All that being said - and revisiting my first point - we do have to work (through education) to build political will and the necessary groundwork for growth/resiliency/redevelopment that changes the patterning of development over the last 40+ years (and particularly the last 20 years on the Eastern Shore). I hope our Center for Towns can play a small role in that effort.

Jim NoonanMar 20 2011 11:42 AM

Personally, I hope that Jacob is correct and that the ESLC efforts will result in support for resilent growth and redevelopment. That was the point of my first comment.

Now, let's talk turkey... or chicken, since we are on the Eastern Shore of Maryland. If we really are to accomodate projected growth give a town on the shore which will not have to support development on a "scale that would have dramatically changed the community"? That term has been used by every NIMBY on the shore to oppose development after development, whether good or bad. As for Miles Point, at the time of its demise it would have added 700 residents to a Town of about 1.000. That is a substantial addition at that scale, of course... but in the grander scheme of things not so drastic. Also it might have resulted in additional residents that might have supported community based retail and services in addition to the tourism based economy that dominates the Town at present. The development had stormwater and open space amenities that are consistent with current Maryland regulations and in fact pre-dated them. The pattern is a very traditional pattern, though I will concede the point that it would not be a natural extension of the existing street patterns (mostly because the pattern of the shoreline prevents that).

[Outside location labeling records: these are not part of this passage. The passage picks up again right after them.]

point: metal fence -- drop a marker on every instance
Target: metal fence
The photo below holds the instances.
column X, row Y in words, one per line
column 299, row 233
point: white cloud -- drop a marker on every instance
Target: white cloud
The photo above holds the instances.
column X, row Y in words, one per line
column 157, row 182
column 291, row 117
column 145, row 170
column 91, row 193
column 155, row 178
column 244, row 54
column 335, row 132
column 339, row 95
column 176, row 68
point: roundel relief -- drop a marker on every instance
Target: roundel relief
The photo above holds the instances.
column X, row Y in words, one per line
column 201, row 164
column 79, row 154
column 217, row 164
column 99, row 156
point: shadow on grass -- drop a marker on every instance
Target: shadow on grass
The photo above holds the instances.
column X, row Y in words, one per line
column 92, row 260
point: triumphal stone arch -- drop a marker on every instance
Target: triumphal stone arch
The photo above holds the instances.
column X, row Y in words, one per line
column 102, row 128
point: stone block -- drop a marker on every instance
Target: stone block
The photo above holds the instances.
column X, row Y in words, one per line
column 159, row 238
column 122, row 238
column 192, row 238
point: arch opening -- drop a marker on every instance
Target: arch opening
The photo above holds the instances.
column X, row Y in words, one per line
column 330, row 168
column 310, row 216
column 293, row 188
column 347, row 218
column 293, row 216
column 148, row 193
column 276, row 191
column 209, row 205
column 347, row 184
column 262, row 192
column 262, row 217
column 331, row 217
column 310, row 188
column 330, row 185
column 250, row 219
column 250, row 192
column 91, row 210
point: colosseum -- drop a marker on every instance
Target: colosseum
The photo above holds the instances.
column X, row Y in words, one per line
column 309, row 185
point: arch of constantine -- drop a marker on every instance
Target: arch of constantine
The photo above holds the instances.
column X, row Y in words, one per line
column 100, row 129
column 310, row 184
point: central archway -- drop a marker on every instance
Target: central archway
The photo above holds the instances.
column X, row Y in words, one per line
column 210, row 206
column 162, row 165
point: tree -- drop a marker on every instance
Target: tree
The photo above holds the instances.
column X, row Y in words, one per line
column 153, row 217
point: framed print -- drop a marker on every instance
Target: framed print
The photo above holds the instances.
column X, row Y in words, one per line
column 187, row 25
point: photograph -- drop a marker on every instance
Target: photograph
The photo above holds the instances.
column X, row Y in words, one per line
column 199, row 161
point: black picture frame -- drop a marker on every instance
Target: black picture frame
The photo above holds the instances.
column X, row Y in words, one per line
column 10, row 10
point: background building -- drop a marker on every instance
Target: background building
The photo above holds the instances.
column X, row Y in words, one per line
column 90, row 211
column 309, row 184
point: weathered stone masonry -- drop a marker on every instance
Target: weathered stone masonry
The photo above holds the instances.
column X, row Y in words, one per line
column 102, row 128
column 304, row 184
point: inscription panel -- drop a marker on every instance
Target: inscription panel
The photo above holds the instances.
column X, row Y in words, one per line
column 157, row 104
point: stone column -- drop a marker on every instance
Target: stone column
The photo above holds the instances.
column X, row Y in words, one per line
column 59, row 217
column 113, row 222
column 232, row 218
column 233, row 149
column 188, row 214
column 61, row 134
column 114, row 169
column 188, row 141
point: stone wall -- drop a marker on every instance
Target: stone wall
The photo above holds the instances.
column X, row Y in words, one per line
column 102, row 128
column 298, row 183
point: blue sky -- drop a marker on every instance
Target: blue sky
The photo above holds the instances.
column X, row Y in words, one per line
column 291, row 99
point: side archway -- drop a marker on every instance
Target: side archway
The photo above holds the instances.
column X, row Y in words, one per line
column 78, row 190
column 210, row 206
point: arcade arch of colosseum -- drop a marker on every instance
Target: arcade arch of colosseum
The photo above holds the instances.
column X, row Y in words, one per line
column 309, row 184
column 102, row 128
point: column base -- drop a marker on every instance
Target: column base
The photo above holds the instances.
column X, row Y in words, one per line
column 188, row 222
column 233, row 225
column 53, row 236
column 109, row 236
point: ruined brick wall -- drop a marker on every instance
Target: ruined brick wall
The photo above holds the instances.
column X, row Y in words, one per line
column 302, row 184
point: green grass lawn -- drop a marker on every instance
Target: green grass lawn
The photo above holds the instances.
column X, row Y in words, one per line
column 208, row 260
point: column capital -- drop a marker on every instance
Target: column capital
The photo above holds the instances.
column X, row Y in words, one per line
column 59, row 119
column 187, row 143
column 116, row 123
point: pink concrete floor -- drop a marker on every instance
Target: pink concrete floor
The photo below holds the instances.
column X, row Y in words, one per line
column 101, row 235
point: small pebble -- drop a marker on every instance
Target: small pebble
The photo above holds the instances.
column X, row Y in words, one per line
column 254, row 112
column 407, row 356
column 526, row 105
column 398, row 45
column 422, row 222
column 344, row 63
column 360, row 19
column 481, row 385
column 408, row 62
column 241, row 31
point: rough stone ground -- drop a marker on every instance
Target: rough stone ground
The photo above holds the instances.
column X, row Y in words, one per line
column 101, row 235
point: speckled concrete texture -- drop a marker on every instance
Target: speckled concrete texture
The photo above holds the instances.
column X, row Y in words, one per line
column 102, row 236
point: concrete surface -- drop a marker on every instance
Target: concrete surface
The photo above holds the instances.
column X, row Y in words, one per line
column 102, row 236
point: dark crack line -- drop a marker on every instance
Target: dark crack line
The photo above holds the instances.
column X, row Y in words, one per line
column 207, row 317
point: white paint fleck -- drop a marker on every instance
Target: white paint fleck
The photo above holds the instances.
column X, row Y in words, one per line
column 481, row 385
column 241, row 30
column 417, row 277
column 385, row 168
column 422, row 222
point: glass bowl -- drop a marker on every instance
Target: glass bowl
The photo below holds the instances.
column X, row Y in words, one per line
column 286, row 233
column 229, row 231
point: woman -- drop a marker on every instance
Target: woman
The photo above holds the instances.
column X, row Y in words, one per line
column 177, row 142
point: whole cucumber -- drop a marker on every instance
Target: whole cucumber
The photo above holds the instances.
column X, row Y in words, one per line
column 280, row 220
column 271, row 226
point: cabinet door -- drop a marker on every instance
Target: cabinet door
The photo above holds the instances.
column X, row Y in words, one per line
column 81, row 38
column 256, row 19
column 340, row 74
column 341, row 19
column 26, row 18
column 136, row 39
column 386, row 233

But enough... the proposal is now dead. I await with enthusiasm, the day that the environmental community on the shore discovers a development of any size that they WILL support. The ball is firmly in your court. If the State's septic ban succeeds (we can hope), you will find yourselves with an obligation to find such development. Good luck with getting that development through a 12 year approval process, while maintiaing any community support for it over the full length of the process.

Kaid @ NRDCMar 22 2011 04:12 PM

I remember the DPZ proposal for St. Michael's and concur with Jake that it was too overscaled for its site to earn environmental support. Personally, I would support more incremental proposals and I suspect and hope that ESLC would, too.

Whether it was appropriate to put the parcel in long-term conservation, given its location and characteristics, is a question dependent on site-specific circumstances and one on which I do not feel qualified to comment.